In Farrer's earlier book (The Finite and the Infinite) he argued that creation necessarily involves a "splintering of being". God created a true multitude, not a single, smoothly functioning Cosmic Machine. For such a multitude to exist, there must be a "chaos of conflicting forms", that is, each created "substance" (independent being, like an organism or a particle) must have its own drives and propensities, uncoordinated and uncorrelated with those of distinct beings.
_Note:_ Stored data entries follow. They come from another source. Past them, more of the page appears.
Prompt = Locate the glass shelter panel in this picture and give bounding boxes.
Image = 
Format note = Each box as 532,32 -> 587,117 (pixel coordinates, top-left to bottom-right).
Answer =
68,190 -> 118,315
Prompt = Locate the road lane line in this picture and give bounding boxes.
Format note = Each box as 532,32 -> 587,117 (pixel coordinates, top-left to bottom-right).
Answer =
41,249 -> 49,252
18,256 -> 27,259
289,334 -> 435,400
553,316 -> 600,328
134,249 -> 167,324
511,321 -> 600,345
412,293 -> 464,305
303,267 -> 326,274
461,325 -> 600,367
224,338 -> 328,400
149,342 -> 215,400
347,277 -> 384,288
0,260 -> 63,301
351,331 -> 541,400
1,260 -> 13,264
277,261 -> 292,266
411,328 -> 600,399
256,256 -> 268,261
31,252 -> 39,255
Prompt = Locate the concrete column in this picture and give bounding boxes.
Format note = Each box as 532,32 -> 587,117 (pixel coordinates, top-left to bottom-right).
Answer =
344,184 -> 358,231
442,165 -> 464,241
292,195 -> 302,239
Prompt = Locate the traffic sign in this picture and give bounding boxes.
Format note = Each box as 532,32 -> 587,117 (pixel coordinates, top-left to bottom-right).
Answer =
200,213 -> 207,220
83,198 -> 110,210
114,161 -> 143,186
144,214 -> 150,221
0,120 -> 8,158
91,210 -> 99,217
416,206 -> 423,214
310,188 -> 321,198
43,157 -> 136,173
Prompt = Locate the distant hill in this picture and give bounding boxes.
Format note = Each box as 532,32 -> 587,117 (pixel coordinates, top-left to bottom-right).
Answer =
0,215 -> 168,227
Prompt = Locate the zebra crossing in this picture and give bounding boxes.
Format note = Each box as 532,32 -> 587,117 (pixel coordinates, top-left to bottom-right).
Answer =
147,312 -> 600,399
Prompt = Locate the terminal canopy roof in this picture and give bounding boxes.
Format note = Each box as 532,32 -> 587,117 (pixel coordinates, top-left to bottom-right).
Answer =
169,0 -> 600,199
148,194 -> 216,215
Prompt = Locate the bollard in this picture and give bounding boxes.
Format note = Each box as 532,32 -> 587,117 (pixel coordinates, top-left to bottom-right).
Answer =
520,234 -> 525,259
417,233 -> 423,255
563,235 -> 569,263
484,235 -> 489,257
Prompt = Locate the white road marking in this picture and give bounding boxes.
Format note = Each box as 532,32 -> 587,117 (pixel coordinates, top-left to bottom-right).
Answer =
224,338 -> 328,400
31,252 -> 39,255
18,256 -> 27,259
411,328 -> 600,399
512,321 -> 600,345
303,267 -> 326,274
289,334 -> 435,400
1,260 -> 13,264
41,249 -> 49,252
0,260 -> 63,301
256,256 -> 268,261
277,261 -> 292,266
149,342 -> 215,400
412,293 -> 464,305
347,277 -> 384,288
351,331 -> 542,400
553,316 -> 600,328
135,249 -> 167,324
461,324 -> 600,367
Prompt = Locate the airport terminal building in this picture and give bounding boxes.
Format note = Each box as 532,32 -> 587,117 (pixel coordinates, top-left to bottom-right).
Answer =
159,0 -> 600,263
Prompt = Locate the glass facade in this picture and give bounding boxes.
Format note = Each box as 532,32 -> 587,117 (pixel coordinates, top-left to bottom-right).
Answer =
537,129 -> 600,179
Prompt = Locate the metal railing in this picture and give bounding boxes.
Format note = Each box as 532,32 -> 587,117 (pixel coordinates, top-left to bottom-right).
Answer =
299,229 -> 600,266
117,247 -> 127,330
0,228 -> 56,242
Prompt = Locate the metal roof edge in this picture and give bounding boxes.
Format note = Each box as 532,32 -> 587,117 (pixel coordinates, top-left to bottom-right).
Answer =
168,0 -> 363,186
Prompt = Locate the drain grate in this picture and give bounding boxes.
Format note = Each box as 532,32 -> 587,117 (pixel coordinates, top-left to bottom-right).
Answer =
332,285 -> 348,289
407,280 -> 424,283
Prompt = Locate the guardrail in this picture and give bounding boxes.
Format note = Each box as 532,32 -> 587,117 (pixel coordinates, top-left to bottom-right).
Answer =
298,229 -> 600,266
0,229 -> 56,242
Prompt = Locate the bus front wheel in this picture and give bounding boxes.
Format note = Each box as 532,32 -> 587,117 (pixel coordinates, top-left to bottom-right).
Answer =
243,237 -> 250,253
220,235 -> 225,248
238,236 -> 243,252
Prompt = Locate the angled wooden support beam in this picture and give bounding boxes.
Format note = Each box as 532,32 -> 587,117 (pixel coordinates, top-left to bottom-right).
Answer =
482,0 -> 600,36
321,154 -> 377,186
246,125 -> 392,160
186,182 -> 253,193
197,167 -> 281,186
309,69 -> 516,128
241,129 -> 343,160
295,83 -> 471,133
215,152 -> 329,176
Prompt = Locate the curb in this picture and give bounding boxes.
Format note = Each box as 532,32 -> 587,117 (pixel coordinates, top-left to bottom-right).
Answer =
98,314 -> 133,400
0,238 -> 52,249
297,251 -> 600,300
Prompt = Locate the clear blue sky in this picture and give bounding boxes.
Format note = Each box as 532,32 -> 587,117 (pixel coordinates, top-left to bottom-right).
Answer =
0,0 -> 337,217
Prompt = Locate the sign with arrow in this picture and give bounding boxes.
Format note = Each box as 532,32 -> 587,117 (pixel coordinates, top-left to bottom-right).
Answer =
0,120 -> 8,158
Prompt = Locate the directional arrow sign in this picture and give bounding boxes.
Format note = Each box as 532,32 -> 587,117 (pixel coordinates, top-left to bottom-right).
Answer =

  1. As theists, we should look for order and harmony within each organism, not in the cosmos as a whole. It is logically impossible for a physical universe (with a multitude of physical beings) to exist without chance, mutual interference and disorder
  2. The uncoordinated, chancy actions of physical entities is analogous to human free will. Just as God cannot simply superimpose His own preferences on human choice without destroying our distinct existence, so too God cannot impose a coordinated scheme upon the actions of physical entities without destroying their distinct existence.
  3. Animal pain is a good -- the perception of harm, designed to guide the animal in life-enhancing directions. Some pain is pointless - this is inevitable. On the whole, pain is a good.
  4. In animal life, ills cannot predominate over blessings. Life itself is the avoidance of ills, so wherever life persists, goods must over-balance ills. Animal life is justified by the value of life itself.
  5. How does God love the sparrow? "By his creative action, by his continual sustenance and direction of her natural life' God is the God of the hawk as well as the sparrow. An analogy: do we consider it to be morally incumbent upon us to "rescue" small animals from their dangerous lives in the wild, so they can live long and peaceful lives in captivity?